The Open Data Institute (ODI), the UK non-profit organisation co-founded by Sir Tim Berners-Lee and Sir Nigel Shadbolt to make better use of the huge amounts of information collected by the public sector, has signed up another five organisations to serve as its international ‘Nodes’.

The Tech City-based ODI was established in December 2012 as the culmination of plans to transform access to government data and has since expanded to a number of different countries. The new nodes are located in Osaka, Seoul, Sheffield, Philadelphia and Hawaii, marking the first time the ODI has expanded to Asia.

“We look forward to working alongside these new Nodes to explore how open data can drive innovation, boost transparency and bring about social, economic, and environmental benefits to their communities,” said Richard Stirling, international director at the ODI.

The network


Saltlux, machine translation and Semantic web specialists, will use the ODI network to help build ‘Government 3.0’ in South Korea, while in Sheffield, The Better With Data Society will run projects which “help realise civic, cultural and economic value through open data for the local, regional and global communities.”

The other new nodes are Azavea, which will work to increase the amount of open data available in the Philadelphia region, Innovate!
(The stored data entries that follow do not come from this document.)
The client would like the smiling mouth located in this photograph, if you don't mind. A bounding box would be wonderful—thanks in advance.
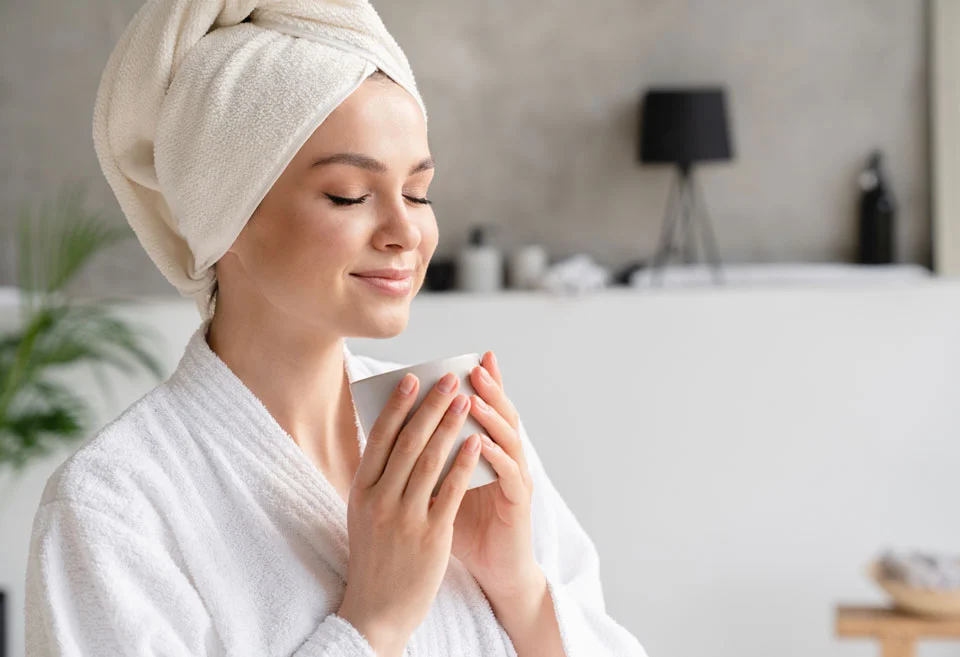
[350,273,414,296]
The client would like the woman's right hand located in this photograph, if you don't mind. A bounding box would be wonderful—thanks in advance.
[336,370,481,657]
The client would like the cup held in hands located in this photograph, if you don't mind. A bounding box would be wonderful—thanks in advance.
[349,353,499,497]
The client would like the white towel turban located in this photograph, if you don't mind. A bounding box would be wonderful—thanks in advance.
[92,0,427,321]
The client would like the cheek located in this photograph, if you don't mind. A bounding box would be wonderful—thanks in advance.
[420,213,440,257]
[289,216,360,287]
[248,197,359,285]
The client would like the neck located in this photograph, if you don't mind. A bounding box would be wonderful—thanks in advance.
[204,300,355,464]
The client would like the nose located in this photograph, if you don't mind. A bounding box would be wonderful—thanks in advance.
[374,196,422,251]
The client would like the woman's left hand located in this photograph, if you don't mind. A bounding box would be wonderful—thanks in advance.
[447,351,542,601]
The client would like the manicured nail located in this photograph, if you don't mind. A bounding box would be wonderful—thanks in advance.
[437,372,457,393]
[478,366,492,384]
[490,351,498,371]
[473,395,488,411]
[450,394,468,414]
[465,434,481,452]
[398,373,415,395]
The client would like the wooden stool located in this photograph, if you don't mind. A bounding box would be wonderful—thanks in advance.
[836,605,960,657]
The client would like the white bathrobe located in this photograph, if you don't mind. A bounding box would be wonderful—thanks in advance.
[24,320,647,657]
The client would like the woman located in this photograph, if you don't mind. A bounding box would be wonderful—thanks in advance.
[24,1,647,656]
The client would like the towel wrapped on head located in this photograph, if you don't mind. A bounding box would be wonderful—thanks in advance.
[92,0,427,320]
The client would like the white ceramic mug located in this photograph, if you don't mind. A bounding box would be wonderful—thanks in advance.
[349,353,499,498]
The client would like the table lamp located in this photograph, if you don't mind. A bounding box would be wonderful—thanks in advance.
[638,87,733,284]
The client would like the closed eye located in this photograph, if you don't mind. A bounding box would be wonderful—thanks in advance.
[325,193,432,207]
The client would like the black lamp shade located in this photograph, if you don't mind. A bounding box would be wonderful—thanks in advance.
[638,88,733,168]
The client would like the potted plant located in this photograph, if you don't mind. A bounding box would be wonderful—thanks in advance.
[0,183,167,656]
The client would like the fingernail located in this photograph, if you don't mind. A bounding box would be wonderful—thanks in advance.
[398,373,415,395]
[466,434,481,452]
[478,367,492,384]
[450,395,468,414]
[482,434,496,448]
[473,395,488,411]
[437,372,457,393]
[490,352,498,370]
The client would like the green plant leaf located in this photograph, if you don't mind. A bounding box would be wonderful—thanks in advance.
[46,184,132,294]
[1,183,167,474]
[17,181,133,299]
[0,381,90,472]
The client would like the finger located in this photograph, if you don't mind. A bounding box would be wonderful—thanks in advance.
[485,351,504,389]
[353,373,420,490]
[430,434,482,525]
[470,364,519,430]
[469,394,527,477]
[403,392,471,506]
[378,371,461,498]
[479,433,528,504]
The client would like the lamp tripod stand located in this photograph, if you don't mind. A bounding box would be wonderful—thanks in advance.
[648,165,725,286]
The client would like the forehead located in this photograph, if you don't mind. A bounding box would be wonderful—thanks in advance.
[304,79,428,158]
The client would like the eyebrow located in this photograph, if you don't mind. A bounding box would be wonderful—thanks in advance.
[309,152,435,176]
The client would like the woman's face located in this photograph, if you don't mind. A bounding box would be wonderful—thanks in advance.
[220,75,437,338]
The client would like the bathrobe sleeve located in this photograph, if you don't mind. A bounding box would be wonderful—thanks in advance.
[25,500,377,657]
[520,417,649,657]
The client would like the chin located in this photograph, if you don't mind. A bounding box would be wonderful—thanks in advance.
[363,323,407,340]
[357,305,410,339]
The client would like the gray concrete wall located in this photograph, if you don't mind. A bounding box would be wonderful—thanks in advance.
[0,0,928,298]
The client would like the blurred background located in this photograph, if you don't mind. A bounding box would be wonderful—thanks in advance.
[3,1,960,656]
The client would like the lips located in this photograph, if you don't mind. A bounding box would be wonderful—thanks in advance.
[350,272,414,296]
[351,269,413,280]
[352,273,411,281]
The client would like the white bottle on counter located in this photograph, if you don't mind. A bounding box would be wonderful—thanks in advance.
[507,243,548,290]
[457,225,503,292]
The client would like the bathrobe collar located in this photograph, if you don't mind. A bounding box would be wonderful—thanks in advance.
[167,318,372,584]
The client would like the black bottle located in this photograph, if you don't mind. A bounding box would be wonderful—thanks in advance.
[858,151,897,264]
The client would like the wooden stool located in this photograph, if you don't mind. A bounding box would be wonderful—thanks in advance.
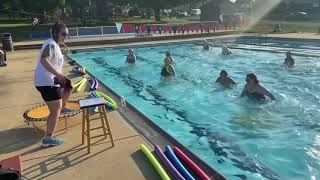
[79,97,115,153]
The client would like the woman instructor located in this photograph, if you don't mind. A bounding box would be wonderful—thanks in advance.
[34,23,72,147]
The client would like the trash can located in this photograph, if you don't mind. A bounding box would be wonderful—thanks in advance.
[1,33,13,51]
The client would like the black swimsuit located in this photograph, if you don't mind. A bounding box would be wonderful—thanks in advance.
[126,56,135,64]
[247,91,266,101]
[161,66,171,77]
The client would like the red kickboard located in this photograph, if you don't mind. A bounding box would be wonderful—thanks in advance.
[0,155,23,175]
[173,147,210,180]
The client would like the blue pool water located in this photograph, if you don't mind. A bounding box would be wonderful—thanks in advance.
[71,41,320,180]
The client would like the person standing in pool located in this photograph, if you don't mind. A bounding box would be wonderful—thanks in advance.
[203,39,210,50]
[284,51,294,66]
[161,57,175,78]
[165,51,174,64]
[34,22,73,147]
[241,73,275,101]
[216,70,236,86]
[126,48,136,64]
[222,45,232,55]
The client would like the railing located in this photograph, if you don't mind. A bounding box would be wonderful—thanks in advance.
[66,20,248,39]
[68,26,135,39]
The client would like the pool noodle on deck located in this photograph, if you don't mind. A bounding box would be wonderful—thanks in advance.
[95,91,118,110]
[155,145,186,180]
[140,144,171,180]
[75,78,87,92]
[94,78,99,89]
[165,145,195,180]
[73,78,86,89]
[90,77,96,90]
[173,147,211,180]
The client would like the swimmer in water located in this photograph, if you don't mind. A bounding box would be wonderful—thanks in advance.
[203,39,210,50]
[161,57,175,78]
[216,70,236,86]
[165,51,174,64]
[222,45,232,55]
[126,48,136,64]
[241,73,276,101]
[284,51,294,66]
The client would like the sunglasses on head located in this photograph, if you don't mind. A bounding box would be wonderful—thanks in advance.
[60,32,68,37]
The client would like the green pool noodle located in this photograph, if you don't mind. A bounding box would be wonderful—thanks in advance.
[140,144,171,180]
[75,78,87,92]
[95,91,118,110]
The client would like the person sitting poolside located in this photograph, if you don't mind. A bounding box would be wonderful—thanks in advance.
[161,57,175,78]
[0,49,7,67]
[222,45,232,56]
[241,73,276,101]
[126,48,136,64]
[216,70,236,86]
[203,39,210,50]
[165,51,174,64]
[284,51,295,66]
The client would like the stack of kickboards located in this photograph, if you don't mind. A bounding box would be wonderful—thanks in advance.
[140,144,212,180]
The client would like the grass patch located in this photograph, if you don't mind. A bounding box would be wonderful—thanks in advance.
[247,20,320,33]
[0,24,52,41]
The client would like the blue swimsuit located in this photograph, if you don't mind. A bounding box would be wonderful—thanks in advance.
[247,91,266,101]
[126,56,136,64]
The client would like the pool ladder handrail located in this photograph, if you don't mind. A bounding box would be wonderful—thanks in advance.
[255,33,268,44]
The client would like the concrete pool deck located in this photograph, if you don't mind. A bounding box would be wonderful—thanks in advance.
[0,50,162,180]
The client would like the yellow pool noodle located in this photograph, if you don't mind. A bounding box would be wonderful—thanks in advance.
[140,144,171,180]
[75,78,87,92]
[73,78,85,89]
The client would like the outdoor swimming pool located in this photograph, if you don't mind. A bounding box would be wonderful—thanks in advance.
[71,40,320,180]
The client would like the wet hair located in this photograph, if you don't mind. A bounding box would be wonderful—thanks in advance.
[286,50,292,57]
[220,70,228,76]
[246,73,259,84]
[51,22,67,39]
[128,48,134,53]
[166,51,171,57]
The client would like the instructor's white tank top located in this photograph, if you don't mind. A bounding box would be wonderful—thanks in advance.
[34,38,64,87]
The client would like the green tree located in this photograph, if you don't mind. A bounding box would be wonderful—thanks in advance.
[3,0,23,19]
[137,0,196,21]
[58,0,66,8]
[66,0,88,19]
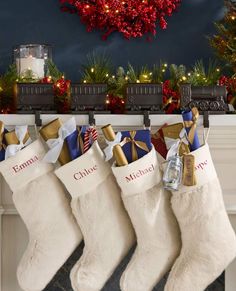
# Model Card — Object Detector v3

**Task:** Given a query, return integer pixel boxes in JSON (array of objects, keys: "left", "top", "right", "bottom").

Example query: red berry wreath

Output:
[{"left": 60, "top": 0, "right": 181, "bottom": 39}]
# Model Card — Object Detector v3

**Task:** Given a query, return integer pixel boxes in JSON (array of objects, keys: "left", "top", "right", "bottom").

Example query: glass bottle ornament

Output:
[{"left": 163, "top": 155, "right": 183, "bottom": 191}]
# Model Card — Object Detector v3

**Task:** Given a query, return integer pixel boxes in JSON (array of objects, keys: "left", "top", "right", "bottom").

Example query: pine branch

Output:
[
  {"left": 46, "top": 59, "right": 64, "bottom": 81},
  {"left": 81, "top": 51, "right": 112, "bottom": 83},
  {"left": 126, "top": 63, "right": 138, "bottom": 83},
  {"left": 152, "top": 61, "right": 167, "bottom": 83}
]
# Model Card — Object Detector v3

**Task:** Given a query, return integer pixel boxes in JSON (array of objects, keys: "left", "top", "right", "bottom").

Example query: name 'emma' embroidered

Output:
[
  {"left": 12, "top": 156, "right": 39, "bottom": 173},
  {"left": 125, "top": 164, "right": 155, "bottom": 182},
  {"left": 74, "top": 165, "right": 98, "bottom": 180}
]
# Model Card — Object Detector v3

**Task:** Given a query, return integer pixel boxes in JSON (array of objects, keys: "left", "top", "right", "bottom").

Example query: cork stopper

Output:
[{"left": 101, "top": 124, "right": 116, "bottom": 141}]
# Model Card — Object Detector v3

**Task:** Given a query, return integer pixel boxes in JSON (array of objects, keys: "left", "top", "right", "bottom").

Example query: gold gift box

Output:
[
  {"left": 5, "top": 131, "right": 30, "bottom": 145},
  {"left": 39, "top": 118, "right": 71, "bottom": 165},
  {"left": 162, "top": 123, "right": 190, "bottom": 156}
]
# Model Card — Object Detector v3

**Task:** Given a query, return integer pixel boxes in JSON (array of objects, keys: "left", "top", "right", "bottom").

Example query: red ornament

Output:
[
  {"left": 219, "top": 75, "right": 236, "bottom": 104},
  {"left": 106, "top": 94, "right": 125, "bottom": 113},
  {"left": 60, "top": 0, "right": 181, "bottom": 39},
  {"left": 39, "top": 77, "right": 53, "bottom": 84},
  {"left": 53, "top": 77, "right": 71, "bottom": 113},
  {"left": 162, "top": 80, "right": 180, "bottom": 114},
  {"left": 53, "top": 78, "right": 71, "bottom": 96}
]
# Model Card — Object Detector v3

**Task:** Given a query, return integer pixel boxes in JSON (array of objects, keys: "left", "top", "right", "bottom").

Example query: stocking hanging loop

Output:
[{"left": 143, "top": 111, "right": 151, "bottom": 130}]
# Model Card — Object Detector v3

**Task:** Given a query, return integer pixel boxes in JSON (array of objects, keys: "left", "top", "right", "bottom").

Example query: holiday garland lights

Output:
[
  {"left": 0, "top": 59, "right": 235, "bottom": 114},
  {"left": 60, "top": 0, "right": 181, "bottom": 39}
]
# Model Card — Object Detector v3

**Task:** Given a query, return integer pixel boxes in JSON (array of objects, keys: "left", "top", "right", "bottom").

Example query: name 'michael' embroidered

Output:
[
  {"left": 12, "top": 156, "right": 39, "bottom": 173},
  {"left": 73, "top": 165, "right": 98, "bottom": 180},
  {"left": 125, "top": 164, "right": 155, "bottom": 182}
]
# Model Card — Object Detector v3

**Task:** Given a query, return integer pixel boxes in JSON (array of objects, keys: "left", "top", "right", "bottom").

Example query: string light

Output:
[
  {"left": 125, "top": 76, "right": 129, "bottom": 80},
  {"left": 106, "top": 73, "right": 109, "bottom": 77},
  {"left": 182, "top": 76, "right": 187, "bottom": 81},
  {"left": 187, "top": 72, "right": 191, "bottom": 76},
  {"left": 162, "top": 69, "right": 165, "bottom": 72},
  {"left": 136, "top": 80, "right": 140, "bottom": 83},
  {"left": 112, "top": 75, "right": 115, "bottom": 79},
  {"left": 164, "top": 63, "right": 168, "bottom": 67},
  {"left": 91, "top": 68, "right": 95, "bottom": 73},
  {"left": 216, "top": 68, "right": 220, "bottom": 72},
  {"left": 83, "top": 80, "right": 87, "bottom": 83},
  {"left": 231, "top": 16, "right": 235, "bottom": 20}
]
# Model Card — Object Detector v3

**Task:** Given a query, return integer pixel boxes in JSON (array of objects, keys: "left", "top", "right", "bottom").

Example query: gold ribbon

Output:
[
  {"left": 184, "top": 107, "right": 199, "bottom": 145},
  {"left": 77, "top": 127, "right": 84, "bottom": 155},
  {"left": 120, "top": 130, "right": 150, "bottom": 161},
  {"left": 0, "top": 121, "right": 6, "bottom": 151}
]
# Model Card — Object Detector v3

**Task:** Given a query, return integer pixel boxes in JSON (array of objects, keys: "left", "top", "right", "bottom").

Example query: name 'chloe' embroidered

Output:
[
  {"left": 195, "top": 160, "right": 208, "bottom": 171},
  {"left": 12, "top": 156, "right": 39, "bottom": 173},
  {"left": 73, "top": 165, "right": 98, "bottom": 180},
  {"left": 125, "top": 164, "right": 155, "bottom": 182}
]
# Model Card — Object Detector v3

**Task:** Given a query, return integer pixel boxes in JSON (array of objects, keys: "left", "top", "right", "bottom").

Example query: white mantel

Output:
[{"left": 0, "top": 114, "right": 236, "bottom": 291}]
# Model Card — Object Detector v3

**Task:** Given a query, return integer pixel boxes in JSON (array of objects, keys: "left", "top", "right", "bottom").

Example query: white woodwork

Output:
[{"left": 0, "top": 114, "right": 236, "bottom": 291}]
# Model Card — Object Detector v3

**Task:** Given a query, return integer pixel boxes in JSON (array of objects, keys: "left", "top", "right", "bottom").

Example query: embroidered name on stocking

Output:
[
  {"left": 125, "top": 164, "right": 155, "bottom": 182},
  {"left": 73, "top": 165, "right": 98, "bottom": 180},
  {"left": 195, "top": 160, "right": 208, "bottom": 171},
  {"left": 12, "top": 156, "right": 39, "bottom": 173}
]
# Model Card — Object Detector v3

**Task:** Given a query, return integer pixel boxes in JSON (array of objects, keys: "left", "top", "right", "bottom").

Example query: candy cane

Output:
[{"left": 83, "top": 127, "right": 98, "bottom": 153}]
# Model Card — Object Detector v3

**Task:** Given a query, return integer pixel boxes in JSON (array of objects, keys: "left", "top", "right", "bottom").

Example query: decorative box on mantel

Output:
[
  {"left": 15, "top": 83, "right": 109, "bottom": 112},
  {"left": 71, "top": 83, "right": 108, "bottom": 111},
  {"left": 180, "top": 84, "right": 228, "bottom": 113},
  {"left": 16, "top": 83, "right": 55, "bottom": 111},
  {"left": 126, "top": 83, "right": 163, "bottom": 112}
]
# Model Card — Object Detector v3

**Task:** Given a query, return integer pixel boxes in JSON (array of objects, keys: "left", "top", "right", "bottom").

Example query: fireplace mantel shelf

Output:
[{"left": 0, "top": 113, "right": 236, "bottom": 127}]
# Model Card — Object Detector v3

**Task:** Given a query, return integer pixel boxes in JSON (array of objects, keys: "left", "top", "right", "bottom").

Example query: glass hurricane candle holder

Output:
[{"left": 13, "top": 44, "right": 52, "bottom": 80}]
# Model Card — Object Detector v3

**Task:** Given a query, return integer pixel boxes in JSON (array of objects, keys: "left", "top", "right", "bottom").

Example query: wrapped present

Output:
[
  {"left": 4, "top": 125, "right": 32, "bottom": 159},
  {"left": 120, "top": 130, "right": 152, "bottom": 163},
  {"left": 102, "top": 124, "right": 128, "bottom": 167},
  {"left": 0, "top": 121, "right": 7, "bottom": 161},
  {"left": 39, "top": 118, "right": 71, "bottom": 165},
  {"left": 66, "top": 126, "right": 98, "bottom": 160},
  {"left": 151, "top": 124, "right": 168, "bottom": 159},
  {"left": 162, "top": 123, "right": 190, "bottom": 157},
  {"left": 83, "top": 127, "right": 98, "bottom": 153},
  {"left": 182, "top": 107, "right": 201, "bottom": 152},
  {"left": 66, "top": 126, "right": 88, "bottom": 160}
]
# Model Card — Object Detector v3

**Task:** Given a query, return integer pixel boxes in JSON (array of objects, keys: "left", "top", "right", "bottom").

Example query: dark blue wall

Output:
[{"left": 0, "top": 0, "right": 224, "bottom": 80}]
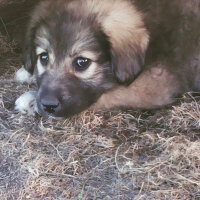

Osaka and Hawaii Open Data.

“Innovate Osaka! drives and stimulates innovation in Osaka through workshops, lectures, hackathons and seminars,” commented Machi Takahashi from Innovate! Osaka, which will now also be known as ODI Osaka. “For us, becoming a city Node of the Open Data Institute is an immense opportunity to create and share our work with the leading innovators of the world. We look forward to a fruitful and innovative collaboration.”

“Open data policy in Hawaii accomplished major strides in 2013, including the passage of two bills through state and city government,” added Burt Lum, executive director at Hawaii Open Data. “Like the Internet itself, open data is a platform on which to build applications, drive innovation and foster civic engagement. Our establishment as an ODI regional Node is quite an honour and marks the next phase in the development of easily accessible, machine readable data with integrity.”

These organisations join the 13 Nodes announced at the first ODI Summit in October 2013 and will maintain independence from the London headquarters even after signing the Charter. The Node programme differs from the ODI’s existing corporate membership programme, which includes supporters such as Deloitte, Arup, Telefonica Digital and NTT Data.